2. Literature during the Great Patriotic War.

2.1 Poetry of the war years.

2.2 Military journalism.

2.3 Stories and novels about the war.

3. Art during the Great Patriotic War.

3.1. Cinema.

3.1.1. War chronicles and film novels.

3.1.2. Art films.

3.2. Art.

3.2.1. Propaganda poster as the main form of fine art during the war.

3.2.2. Painting, sculpture, graphics.

3.3. Wartime music.

4. Conclusion.

Bibliography.

1. Introduction

The Great Patriotic War is one of the brightest and most tragic pages in the history of our country. The war became a terrible test for the entire Soviet people. A test of courage, resilience, unity and heroism. To survive the confrontation with the most powerful of the developed countries of that time - Nazi Germany - became possible only at the cost of enormous effort and the greatest sacrifices.

During the war, the ability of our people to endure severe social overloads, developed by thousands of years of Russian experience, was clearly demonstrated. The war once again demonstrated the amazing “talent” of the Russian people to reveal all their best qualities, abilities, and potential precisely in extreme conditions.

All these popular feelings and sentiments were manifested not only in the mass heroism of Soviet soldiers at the front, but also in the rear. The flow of volunteers to the front did not dry out.

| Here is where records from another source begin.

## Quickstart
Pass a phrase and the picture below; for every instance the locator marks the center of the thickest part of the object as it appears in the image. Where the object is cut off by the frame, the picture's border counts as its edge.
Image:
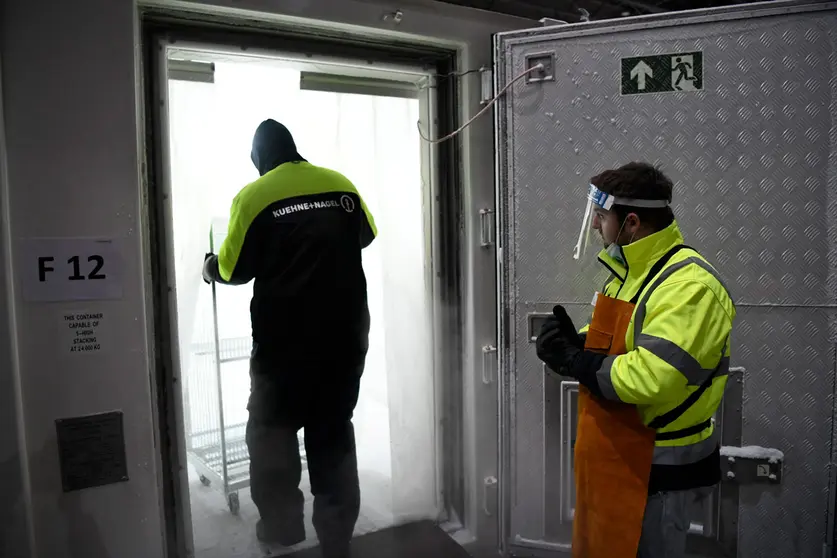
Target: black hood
(273, 145)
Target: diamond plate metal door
(754, 159)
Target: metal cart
(215, 422)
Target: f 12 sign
(64, 269)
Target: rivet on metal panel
(547, 73)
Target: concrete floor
(219, 534)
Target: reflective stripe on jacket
(679, 335)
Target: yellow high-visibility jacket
(678, 337)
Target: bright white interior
(373, 141)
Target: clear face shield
(596, 199)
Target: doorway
(361, 123)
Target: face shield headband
(598, 199)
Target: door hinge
(486, 227)
(486, 85)
(489, 495)
(488, 368)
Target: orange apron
(613, 448)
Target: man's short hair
(641, 181)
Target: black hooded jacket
(298, 231)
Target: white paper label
(66, 269)
(84, 331)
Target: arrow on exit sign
(640, 72)
(662, 73)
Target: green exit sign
(662, 73)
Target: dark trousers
(320, 401)
(276, 471)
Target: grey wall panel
(753, 158)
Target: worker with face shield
(297, 232)
(651, 365)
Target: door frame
(159, 27)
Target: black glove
(558, 343)
(207, 276)
(562, 349)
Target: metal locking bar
(487, 371)
(486, 227)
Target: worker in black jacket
(298, 231)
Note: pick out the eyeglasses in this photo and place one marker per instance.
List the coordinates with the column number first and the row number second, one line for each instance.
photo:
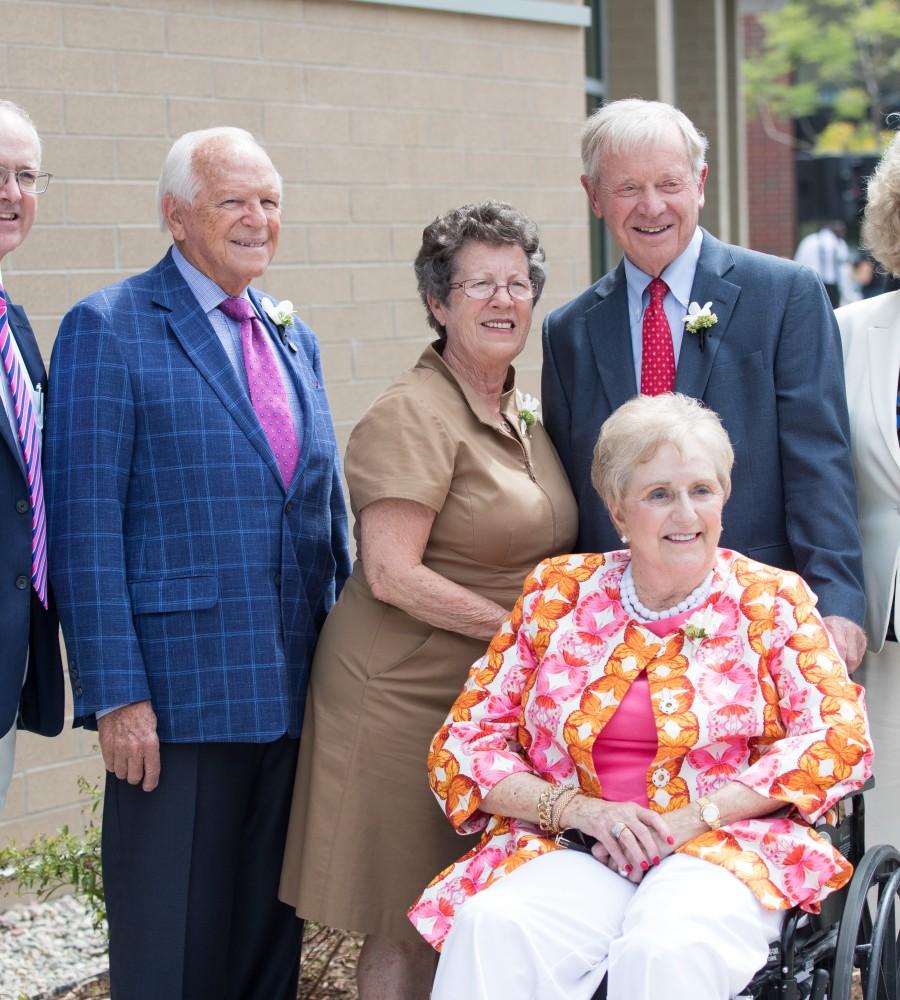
column 483, row 289
column 29, row 181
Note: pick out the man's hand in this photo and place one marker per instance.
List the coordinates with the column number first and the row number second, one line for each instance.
column 129, row 744
column 849, row 639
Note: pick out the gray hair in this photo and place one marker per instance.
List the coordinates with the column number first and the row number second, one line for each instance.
column 179, row 178
column 13, row 109
column 623, row 126
column 635, row 432
column 494, row 222
column 881, row 221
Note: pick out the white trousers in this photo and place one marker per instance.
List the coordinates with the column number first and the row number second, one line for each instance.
column 553, row 928
column 7, row 759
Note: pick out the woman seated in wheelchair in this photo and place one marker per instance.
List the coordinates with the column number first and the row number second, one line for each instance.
column 677, row 713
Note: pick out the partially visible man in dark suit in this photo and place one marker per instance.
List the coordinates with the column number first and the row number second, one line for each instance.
column 199, row 539
column 31, row 677
column 765, row 355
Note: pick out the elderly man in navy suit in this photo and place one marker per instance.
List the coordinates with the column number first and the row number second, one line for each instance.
column 200, row 538
column 31, row 677
column 751, row 335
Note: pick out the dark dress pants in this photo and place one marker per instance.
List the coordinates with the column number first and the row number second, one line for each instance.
column 191, row 874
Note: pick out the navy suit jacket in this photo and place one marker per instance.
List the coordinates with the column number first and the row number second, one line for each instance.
column 29, row 632
column 182, row 564
column 771, row 369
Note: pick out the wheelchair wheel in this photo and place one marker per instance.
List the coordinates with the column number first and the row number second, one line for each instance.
column 868, row 934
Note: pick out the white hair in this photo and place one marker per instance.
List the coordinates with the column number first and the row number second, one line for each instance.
column 636, row 431
column 14, row 109
column 623, row 126
column 178, row 177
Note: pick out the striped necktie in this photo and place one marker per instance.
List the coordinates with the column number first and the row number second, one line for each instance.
column 28, row 437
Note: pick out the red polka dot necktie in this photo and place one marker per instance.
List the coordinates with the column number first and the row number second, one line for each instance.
column 267, row 391
column 29, row 439
column 657, row 353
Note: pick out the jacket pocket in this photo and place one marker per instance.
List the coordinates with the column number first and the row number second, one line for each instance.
column 179, row 593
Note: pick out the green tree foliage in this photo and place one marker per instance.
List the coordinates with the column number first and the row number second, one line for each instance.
column 842, row 55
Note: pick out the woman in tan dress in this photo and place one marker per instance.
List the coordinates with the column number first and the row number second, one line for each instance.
column 457, row 494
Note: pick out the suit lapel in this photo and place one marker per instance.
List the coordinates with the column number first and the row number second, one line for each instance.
column 201, row 344
column 883, row 344
column 710, row 285
column 609, row 334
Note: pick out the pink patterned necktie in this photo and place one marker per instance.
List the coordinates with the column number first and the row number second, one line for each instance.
column 267, row 391
column 30, row 441
column 657, row 353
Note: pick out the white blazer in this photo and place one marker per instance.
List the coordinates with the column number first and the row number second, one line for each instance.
column 870, row 332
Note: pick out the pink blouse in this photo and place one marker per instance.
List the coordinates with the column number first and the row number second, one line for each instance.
column 627, row 745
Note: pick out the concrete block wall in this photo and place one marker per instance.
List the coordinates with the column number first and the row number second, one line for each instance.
column 378, row 118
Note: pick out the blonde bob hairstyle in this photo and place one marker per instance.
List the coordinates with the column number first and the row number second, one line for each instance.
column 881, row 222
column 635, row 432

Tens of thousands of women, teenagers, and old people took to machine tools and mastered tractors, combines, and cars to replace the husbands, fathers, and sons who had gone to war.

The war with its grief, loss of loved ones, suffering, enormous strain on all the spiritual and physical forces of the people and at the same time an extraordinary spiritual uplift was reflected in the content of works of literature and art during the war years. My essay talks about the enormous contribution to the great cause of Victory made by the artistic intelligentsia, who shared the fate of the country along with all the people. While working on the abstract, I studied a number of articles and publications. I learned a lot of interesting things for myself in the book by P. Toper “For the sake of life on earth...”The book is a broad study of world literature devoted to the military theme, talks about the works of this period, their ideological orientation and heroes. The collections “The Second World War: Cinema and Poster Art”, as well as “The History of Moscow during the Great Patriotic War and the Post-War Period”, which introduced me to famous film masters, artists, musicians and their works, aroused great interest. The textbook for preparing for exams “Russian Literature of the 20th Century” gave me the necessary theoretical basis. Internet resources also contributed to successful work on the abstract.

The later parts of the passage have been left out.